I joined a local Facebook community (RVA Masks 4 Health) whose primary mission is to make, donate, and distribute homemade masks to local hospitals and other essential workers in our area. I was gifted 10 more yards of elastic from this community and got to work making about 40 in total, until both my supplies AND sewing machine gave out. Working with my lymphedema therapist turned friend, Laurie Pearman, I was able to get enough donations that we could distribute 100 of them for her hospital system here in Richmond, Virginia. Meanwhile, the Facebook group continues to help each other in the sourcing and donation of materials to local crafters, and for those who can’t sew but wish to help, in delivering the masks to drop off locations. Hundreds of masks are being made daily by these home crafters.
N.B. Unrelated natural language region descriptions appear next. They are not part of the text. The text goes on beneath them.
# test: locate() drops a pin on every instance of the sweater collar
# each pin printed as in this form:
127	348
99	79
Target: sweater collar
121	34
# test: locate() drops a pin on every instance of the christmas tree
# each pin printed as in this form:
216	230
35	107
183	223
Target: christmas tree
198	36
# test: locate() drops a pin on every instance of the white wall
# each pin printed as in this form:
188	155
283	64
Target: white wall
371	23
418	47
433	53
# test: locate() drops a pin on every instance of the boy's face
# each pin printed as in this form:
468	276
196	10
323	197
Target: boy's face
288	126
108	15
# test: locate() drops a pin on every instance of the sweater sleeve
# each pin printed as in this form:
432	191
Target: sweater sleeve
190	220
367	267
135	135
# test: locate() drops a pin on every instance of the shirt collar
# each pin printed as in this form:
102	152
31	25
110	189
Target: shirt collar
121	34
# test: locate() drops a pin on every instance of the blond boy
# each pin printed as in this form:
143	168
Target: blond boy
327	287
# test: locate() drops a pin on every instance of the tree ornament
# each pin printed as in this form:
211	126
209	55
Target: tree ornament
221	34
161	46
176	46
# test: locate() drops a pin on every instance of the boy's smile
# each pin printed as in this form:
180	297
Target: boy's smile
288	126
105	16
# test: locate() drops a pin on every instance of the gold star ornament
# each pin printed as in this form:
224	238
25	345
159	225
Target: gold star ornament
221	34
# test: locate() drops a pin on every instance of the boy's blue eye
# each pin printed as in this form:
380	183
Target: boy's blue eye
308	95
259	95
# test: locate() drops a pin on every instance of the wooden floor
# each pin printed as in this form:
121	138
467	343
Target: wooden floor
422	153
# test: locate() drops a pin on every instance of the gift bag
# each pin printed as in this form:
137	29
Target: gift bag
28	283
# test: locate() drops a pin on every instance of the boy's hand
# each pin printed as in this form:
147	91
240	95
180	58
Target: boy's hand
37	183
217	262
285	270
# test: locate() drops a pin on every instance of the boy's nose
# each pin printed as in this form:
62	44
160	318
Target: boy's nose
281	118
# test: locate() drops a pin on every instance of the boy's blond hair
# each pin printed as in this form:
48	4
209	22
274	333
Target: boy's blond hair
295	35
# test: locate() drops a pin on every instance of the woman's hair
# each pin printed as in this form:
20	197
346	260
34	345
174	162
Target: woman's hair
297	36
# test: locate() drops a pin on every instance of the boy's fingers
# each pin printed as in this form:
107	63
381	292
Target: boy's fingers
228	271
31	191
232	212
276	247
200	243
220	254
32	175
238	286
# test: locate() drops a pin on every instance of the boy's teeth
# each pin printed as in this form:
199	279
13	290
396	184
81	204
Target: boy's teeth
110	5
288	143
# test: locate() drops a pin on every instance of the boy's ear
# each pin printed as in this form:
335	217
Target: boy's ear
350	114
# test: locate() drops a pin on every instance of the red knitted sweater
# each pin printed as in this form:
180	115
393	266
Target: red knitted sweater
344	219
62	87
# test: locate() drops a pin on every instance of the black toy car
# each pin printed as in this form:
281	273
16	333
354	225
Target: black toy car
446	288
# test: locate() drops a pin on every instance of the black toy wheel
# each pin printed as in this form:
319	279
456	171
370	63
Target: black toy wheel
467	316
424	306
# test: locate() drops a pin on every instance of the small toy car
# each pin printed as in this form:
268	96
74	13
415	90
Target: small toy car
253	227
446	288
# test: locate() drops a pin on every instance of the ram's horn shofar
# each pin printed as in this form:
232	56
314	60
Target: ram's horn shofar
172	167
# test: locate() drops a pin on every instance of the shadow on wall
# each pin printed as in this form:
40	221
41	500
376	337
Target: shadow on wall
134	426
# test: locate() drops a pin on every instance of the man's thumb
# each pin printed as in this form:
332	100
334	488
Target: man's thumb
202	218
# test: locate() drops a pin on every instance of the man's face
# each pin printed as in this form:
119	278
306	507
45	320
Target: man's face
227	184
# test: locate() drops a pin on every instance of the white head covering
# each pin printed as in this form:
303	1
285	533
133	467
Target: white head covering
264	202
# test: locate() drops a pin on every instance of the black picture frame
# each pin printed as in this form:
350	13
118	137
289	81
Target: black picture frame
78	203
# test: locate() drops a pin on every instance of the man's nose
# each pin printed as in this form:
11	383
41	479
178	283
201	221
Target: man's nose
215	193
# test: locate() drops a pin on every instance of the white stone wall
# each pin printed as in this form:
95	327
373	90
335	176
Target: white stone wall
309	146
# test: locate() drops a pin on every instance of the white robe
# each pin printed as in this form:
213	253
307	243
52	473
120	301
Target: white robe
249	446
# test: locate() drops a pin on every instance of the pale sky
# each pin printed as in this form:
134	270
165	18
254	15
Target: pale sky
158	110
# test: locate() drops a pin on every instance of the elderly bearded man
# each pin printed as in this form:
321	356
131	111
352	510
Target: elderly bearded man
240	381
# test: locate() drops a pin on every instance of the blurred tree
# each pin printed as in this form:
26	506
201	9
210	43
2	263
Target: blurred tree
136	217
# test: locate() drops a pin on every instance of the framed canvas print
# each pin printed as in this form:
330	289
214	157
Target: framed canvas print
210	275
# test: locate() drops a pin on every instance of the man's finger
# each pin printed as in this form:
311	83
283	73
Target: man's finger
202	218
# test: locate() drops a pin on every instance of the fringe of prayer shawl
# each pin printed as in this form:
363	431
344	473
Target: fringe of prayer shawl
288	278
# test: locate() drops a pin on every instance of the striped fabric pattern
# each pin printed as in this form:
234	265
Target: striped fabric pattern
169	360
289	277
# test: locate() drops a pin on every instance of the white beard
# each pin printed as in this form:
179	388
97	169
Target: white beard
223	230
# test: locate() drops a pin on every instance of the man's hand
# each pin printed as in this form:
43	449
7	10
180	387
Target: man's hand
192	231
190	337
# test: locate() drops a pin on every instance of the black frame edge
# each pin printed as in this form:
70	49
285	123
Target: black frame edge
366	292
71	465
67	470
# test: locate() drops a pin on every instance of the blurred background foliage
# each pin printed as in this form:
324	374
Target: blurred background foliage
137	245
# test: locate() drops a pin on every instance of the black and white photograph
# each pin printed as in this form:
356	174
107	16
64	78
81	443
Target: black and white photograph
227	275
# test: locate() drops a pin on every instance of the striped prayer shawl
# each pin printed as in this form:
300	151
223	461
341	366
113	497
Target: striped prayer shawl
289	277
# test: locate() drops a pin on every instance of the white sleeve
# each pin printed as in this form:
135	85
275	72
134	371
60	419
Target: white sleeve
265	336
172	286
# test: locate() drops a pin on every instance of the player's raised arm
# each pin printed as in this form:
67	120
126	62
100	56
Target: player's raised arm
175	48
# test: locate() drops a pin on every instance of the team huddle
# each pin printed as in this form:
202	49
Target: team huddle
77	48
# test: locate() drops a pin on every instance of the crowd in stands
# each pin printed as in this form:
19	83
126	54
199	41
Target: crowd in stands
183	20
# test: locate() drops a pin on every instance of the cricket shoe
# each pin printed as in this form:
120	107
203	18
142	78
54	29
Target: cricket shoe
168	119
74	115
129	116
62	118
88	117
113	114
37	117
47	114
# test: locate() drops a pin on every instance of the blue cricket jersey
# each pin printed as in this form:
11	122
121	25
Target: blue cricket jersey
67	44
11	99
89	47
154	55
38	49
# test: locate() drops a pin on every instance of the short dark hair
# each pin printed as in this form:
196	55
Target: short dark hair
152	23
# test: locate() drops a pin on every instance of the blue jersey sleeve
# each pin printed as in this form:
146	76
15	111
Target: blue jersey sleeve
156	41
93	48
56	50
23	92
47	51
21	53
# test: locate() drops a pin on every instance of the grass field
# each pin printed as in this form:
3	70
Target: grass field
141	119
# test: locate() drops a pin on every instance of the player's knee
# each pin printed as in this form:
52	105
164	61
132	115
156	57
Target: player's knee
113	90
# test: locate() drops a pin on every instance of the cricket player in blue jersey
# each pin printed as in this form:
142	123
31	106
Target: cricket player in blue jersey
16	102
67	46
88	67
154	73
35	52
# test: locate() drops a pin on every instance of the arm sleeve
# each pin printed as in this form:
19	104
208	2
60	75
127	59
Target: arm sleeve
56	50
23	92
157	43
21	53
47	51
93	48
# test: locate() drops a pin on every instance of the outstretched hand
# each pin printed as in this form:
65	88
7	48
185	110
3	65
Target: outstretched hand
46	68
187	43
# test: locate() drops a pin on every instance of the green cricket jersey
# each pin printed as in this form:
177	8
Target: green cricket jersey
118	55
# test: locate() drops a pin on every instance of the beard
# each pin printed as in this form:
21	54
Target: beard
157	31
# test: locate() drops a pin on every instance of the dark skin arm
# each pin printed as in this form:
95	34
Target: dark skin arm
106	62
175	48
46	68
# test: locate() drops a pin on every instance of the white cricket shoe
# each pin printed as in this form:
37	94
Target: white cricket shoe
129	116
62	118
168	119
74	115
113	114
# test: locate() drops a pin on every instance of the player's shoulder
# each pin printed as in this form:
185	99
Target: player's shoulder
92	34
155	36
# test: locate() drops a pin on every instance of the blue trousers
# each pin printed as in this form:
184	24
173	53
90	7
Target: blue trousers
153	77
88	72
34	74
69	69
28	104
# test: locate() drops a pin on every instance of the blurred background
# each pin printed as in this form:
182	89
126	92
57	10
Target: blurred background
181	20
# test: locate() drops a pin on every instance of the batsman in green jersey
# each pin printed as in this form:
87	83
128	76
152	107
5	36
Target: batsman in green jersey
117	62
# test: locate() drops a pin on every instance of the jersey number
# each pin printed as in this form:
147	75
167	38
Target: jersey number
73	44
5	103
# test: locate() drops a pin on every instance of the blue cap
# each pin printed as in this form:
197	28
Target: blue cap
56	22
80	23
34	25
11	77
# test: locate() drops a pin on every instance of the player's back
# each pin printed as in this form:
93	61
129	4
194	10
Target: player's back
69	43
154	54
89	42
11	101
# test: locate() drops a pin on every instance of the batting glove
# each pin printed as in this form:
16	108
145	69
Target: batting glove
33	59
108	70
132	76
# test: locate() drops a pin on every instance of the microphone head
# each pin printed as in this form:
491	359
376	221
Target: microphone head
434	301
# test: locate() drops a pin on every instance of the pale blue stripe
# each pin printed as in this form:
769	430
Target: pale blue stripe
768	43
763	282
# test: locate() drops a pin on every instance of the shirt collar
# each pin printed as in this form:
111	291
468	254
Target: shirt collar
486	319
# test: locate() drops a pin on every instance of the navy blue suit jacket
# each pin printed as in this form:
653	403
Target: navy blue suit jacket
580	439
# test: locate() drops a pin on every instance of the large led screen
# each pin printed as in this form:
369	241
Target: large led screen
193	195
There are even members using 3D printers to make masks, face shields and doodads that will hold the elastic off of nurses ears so that it doesn’t break their skin after wearing them for long shifts.
It has been comforting to see so many people stand up to help during this crisis. At Cervivor, one of our mantras is #StrongerTogether, and this has been another instance of the truth in that statement. Of course, the best way to help is simply to stay at home if and when possible. I hope all of our Cervivor sisters are staying safe and healthy. You can always reach out to us through our I Am Cervivor Facebook group for our support.
Mary Baker is a three year survivor of stage 3B cervical cancer. She is an advocate for women’s health, a mom of two, and a proud Cervivor Ambassador and Cervivor School graduate.
We are still in the midst of a global pandemic that has disrupted our daily lives. As we settle into yet another “new normal’, I want to assure you that during this time our community is as resilient as ever. Our leadership is here to support you during this time of physical distancing. Our message to you has been and will continue to be “you are not alone”.
Our in-person events are on pause for an unforeseen time, but we are more committed than ever to continue sharing our award-winning content and creating special virtual events to keep us all connected and informed.
You’ll see more and more events that keep us connected while physically distancing. My dining room has become my virtual hub. It’s where I participate in countless Zoom calls, and also where I’ve been sharing meals with my family. Despite this global crisis, I try to find something to be grateful for in each day. Don’t get me wrong, it can be exceptionally hard, but if I look hard enough I find it. In the midst of all of this, I celebrated 19 years of cancer survivorship. I’m grateful for that. I don’t take it for granted at all. Cancer still exists even during a global crisis. That means my promise of making my survivorship count is still at the forefront of my daily work. Because we must still end cervical cancer.
During this time I want to hear from you. I want to know how you are coping with cancer and COVID-19. Let me know how we can support you. Let us know what type of virtual events you’d like to see from our organization.
This time of isolation can increase anxiety and sleep deprivation. My tips for you during this time:
Physically distance yourself, but socially connect
If you need to leave your home, protect yourself and others you may encounter
Frequently and diligently wash your hands (using the 20 second rule)
Stay informed but limit yourself from overwhelming newsfeeds
Be diligent in knowing what is credible and what isn’t
Move your body aka stretch
Get some Vitamin D — even if it’s just standing outside your residence
Enjoy your quarantine snacks but not too much!
Contact your doctor and ask for contingency plans for any upcoming visits/treatments
Reach out if your emotions get the best of you. “You are NOT alone!”
Also, if you or someone you know is struggling to find financial resources during COVID-19 for people with cancer, I encourage you to visit this list complied by Cancer.net.
These are just a few reminders to keep you healthy and safe during this time. Remember you are a Cervivor. We’re stronger together — even virtually.